As Justice John Paul Stevens stated in his dissent:
Although we may never know with complete certainty the identity of the winner [JW: that is, the legitimate winner] of this year’s Presidential election, the identity of the loser is perfectly clear. It is the Nation’s confidence in the judge as an impartial guardian of the rule of law.
That was correct, but incomplete.  Another thing we lost was our ability to feel confident that we had a legitimately elected President, who had become President by winning the election according to the basic rules of the game.  The US Supreme Court short-circuited the possibility of such an outcome.

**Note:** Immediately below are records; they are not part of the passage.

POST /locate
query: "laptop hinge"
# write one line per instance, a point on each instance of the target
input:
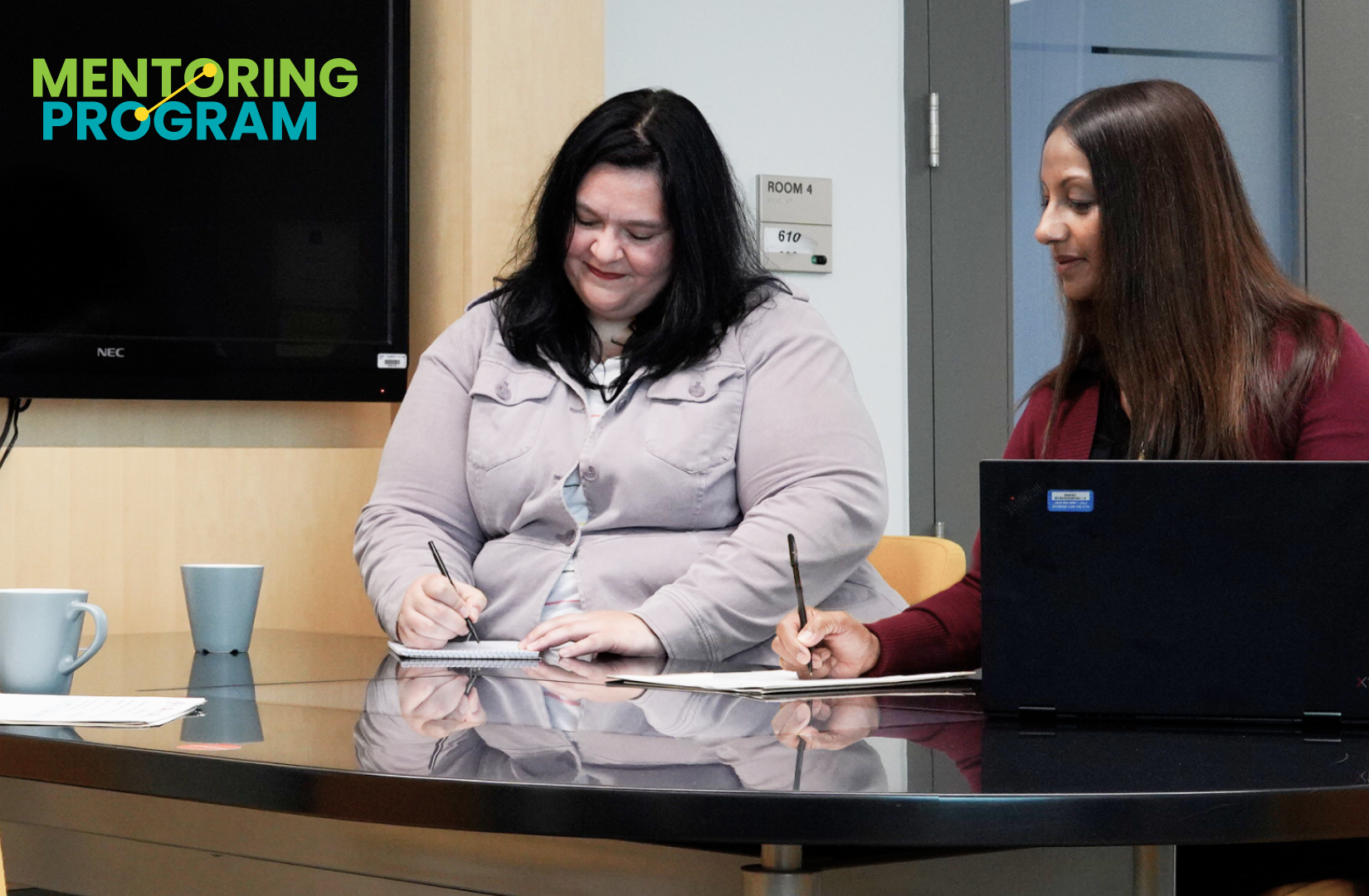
(1322, 724)
(1036, 720)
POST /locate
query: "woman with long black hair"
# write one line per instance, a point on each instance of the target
(1183, 341)
(611, 448)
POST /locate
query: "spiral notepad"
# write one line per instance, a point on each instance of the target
(457, 653)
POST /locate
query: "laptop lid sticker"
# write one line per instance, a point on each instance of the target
(1069, 501)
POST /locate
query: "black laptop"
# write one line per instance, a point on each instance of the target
(1177, 588)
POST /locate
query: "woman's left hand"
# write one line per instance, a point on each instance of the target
(596, 632)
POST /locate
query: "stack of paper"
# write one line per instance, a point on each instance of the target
(778, 684)
(100, 712)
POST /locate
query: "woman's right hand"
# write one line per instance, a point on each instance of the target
(433, 611)
(838, 645)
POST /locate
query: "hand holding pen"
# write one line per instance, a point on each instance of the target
(436, 609)
(821, 643)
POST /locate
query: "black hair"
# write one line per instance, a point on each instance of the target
(716, 276)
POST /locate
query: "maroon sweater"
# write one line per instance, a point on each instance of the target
(943, 632)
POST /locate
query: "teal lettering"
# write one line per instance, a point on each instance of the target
(208, 119)
(55, 115)
(117, 120)
(90, 116)
(181, 124)
(250, 122)
(281, 118)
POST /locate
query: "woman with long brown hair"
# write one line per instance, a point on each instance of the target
(1183, 341)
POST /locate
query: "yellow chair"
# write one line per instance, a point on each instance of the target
(918, 565)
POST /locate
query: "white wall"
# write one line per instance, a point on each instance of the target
(806, 88)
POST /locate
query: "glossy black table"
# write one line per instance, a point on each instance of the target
(330, 727)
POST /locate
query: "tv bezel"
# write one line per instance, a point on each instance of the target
(92, 367)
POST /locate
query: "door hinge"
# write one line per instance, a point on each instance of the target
(933, 130)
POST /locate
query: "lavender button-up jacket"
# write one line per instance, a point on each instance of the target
(692, 480)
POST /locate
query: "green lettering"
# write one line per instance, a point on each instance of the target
(137, 84)
(289, 73)
(348, 82)
(248, 74)
(42, 77)
(207, 85)
(166, 66)
(90, 77)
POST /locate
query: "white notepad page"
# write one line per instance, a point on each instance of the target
(467, 650)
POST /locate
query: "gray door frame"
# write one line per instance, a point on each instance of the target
(958, 257)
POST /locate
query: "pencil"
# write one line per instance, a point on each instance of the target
(441, 567)
(798, 590)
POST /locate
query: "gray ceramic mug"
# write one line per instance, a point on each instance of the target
(40, 635)
(221, 600)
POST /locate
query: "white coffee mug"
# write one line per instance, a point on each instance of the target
(40, 635)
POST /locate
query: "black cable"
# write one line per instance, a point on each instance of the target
(12, 421)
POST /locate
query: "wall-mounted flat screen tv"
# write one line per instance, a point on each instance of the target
(206, 200)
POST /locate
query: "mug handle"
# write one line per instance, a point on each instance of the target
(101, 627)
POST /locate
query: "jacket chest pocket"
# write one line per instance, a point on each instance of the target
(693, 417)
(507, 413)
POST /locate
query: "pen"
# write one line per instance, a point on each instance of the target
(441, 567)
(798, 588)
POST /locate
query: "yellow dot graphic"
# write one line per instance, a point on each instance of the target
(208, 71)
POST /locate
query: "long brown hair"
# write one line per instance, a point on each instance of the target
(1189, 299)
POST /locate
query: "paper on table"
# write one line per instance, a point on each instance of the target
(467, 650)
(771, 684)
(101, 712)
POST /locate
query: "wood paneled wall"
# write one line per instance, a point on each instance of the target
(111, 497)
(119, 522)
(496, 86)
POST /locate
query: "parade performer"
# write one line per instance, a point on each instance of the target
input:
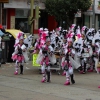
(20, 53)
(96, 50)
(45, 57)
(66, 63)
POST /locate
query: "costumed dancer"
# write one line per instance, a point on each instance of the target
(66, 63)
(96, 50)
(20, 54)
(78, 46)
(45, 57)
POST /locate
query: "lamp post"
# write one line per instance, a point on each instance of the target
(93, 18)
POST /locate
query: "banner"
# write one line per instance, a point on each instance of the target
(34, 60)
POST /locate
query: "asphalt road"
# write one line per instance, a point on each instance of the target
(29, 87)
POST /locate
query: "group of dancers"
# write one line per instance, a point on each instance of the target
(78, 47)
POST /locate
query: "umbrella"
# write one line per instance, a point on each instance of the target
(1, 33)
(14, 32)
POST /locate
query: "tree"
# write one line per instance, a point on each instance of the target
(66, 9)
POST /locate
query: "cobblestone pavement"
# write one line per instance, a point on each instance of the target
(29, 87)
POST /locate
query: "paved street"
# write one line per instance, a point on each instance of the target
(29, 87)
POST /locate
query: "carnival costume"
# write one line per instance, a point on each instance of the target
(20, 54)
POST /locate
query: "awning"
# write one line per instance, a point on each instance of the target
(14, 32)
(1, 33)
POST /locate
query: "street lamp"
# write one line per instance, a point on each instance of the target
(93, 18)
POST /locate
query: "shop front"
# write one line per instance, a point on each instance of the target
(18, 12)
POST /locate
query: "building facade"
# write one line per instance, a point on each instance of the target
(17, 14)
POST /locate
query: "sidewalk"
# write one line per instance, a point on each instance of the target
(29, 87)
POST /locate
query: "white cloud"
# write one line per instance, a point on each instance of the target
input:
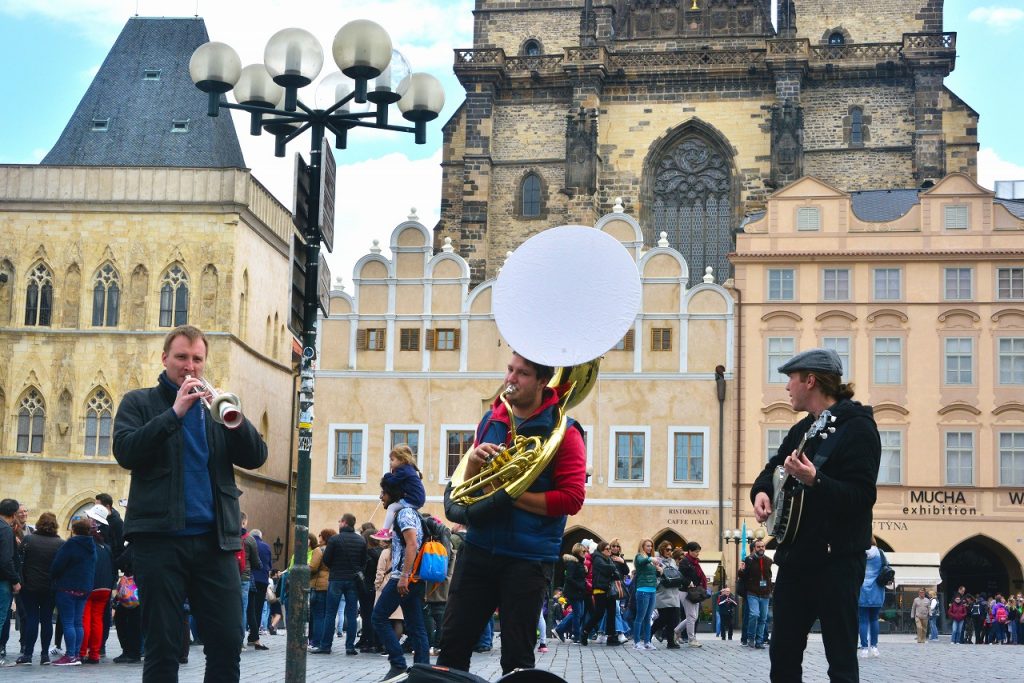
(999, 18)
(992, 168)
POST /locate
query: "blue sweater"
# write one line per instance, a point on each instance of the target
(75, 565)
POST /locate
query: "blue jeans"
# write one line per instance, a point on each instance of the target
(645, 607)
(317, 612)
(245, 606)
(350, 591)
(758, 607)
(868, 622)
(72, 608)
(573, 620)
(38, 615)
(412, 610)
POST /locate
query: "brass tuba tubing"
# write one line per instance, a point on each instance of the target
(225, 408)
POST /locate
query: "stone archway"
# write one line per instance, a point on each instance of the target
(983, 565)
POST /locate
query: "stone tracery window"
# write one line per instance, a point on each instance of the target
(107, 297)
(174, 297)
(690, 199)
(39, 296)
(31, 423)
(97, 424)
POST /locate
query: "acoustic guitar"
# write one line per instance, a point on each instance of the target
(787, 500)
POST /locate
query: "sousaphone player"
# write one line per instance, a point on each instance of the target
(526, 470)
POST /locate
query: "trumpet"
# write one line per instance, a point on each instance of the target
(225, 408)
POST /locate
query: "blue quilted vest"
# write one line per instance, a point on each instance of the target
(520, 534)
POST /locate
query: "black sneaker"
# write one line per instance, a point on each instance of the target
(394, 674)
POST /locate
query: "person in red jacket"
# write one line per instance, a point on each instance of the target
(957, 612)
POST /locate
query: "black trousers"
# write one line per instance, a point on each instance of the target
(668, 620)
(826, 591)
(168, 569)
(480, 583)
(257, 596)
(129, 627)
(603, 606)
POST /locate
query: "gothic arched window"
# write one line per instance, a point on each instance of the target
(856, 125)
(39, 296)
(105, 297)
(174, 297)
(31, 423)
(689, 197)
(530, 196)
(97, 424)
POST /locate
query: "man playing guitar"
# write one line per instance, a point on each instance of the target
(821, 566)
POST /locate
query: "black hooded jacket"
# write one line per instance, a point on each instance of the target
(837, 514)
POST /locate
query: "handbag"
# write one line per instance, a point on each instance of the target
(127, 592)
(886, 574)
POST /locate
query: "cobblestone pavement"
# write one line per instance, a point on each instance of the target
(901, 660)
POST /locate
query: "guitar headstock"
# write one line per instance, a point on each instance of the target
(823, 426)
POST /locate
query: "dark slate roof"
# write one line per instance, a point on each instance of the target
(140, 112)
(1015, 207)
(882, 205)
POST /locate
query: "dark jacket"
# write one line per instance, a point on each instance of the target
(8, 569)
(261, 574)
(74, 567)
(604, 571)
(517, 532)
(39, 551)
(104, 575)
(345, 554)
(755, 570)
(147, 440)
(837, 514)
(574, 587)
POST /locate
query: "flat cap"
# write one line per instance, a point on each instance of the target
(815, 359)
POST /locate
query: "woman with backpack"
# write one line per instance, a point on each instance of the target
(667, 596)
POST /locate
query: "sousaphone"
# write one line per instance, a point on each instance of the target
(562, 299)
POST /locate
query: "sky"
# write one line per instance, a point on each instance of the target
(58, 45)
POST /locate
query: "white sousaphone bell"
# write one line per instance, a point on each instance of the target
(562, 299)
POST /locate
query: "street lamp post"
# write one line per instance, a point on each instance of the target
(370, 71)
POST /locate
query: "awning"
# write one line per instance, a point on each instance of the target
(915, 568)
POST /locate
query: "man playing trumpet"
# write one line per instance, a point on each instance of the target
(183, 519)
(511, 546)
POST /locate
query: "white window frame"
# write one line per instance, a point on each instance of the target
(955, 217)
(945, 285)
(1013, 451)
(808, 218)
(782, 271)
(442, 476)
(772, 450)
(1014, 357)
(671, 457)
(875, 361)
(420, 457)
(946, 357)
(900, 450)
(774, 377)
(845, 356)
(945, 457)
(899, 285)
(613, 430)
(1010, 270)
(838, 296)
(332, 431)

=>  If there had been a fair and comprehensive recount of the Florida votes, as proposed by Gore, then it would have been possible and appropriate to regard the winner as legitimate, whether that winner turned out to be Bush or Gore.  As a matter of fact, despite some widespread misconceptions to the contrary, it now seems clear that a full recount would probably have given Florida, and thus the election, to Gore.  But even if we assume that Bush would have been the winner, so what?  The crucial point is that a fair and comprehensive counting of the votes never took place, and it's clear who was to blame for that.  The Bush campaign refused to accept it, and when there was a danger that it might happen nevertheless, the US Supreme Court intervened to shut it down.

In a characteristically incisive piece last year, Jonathan Chait got to the heart of the matter:
[T]he actual effect of the recount is obviously something of a side issue when assessing the actions of the Court. Nobody knew the outcome of the recount, only that it threatened to make Al Gore president, and stopping it would guarantee Bush’s victory. That is the environment in which five Republican-appointed justices essentially invented a one-time-only ruling to stop the recount.
I'm sorry, but the plain fact is that the Republicans stole the 2000 election, and did so with the active complicity of the (Republican-dominated) US Supreme Court.  I know that's serious language, which we should not use carelessly or casually, but I say it with due consideration, and I think that judgment is clearly supported by the facts.

Some may disagree.  But at the very least, we should not rewrite history along the lines of Republican propaganda (currently being recycled, perhaps sincerely but certainly incorrectly, by Megan McCardle).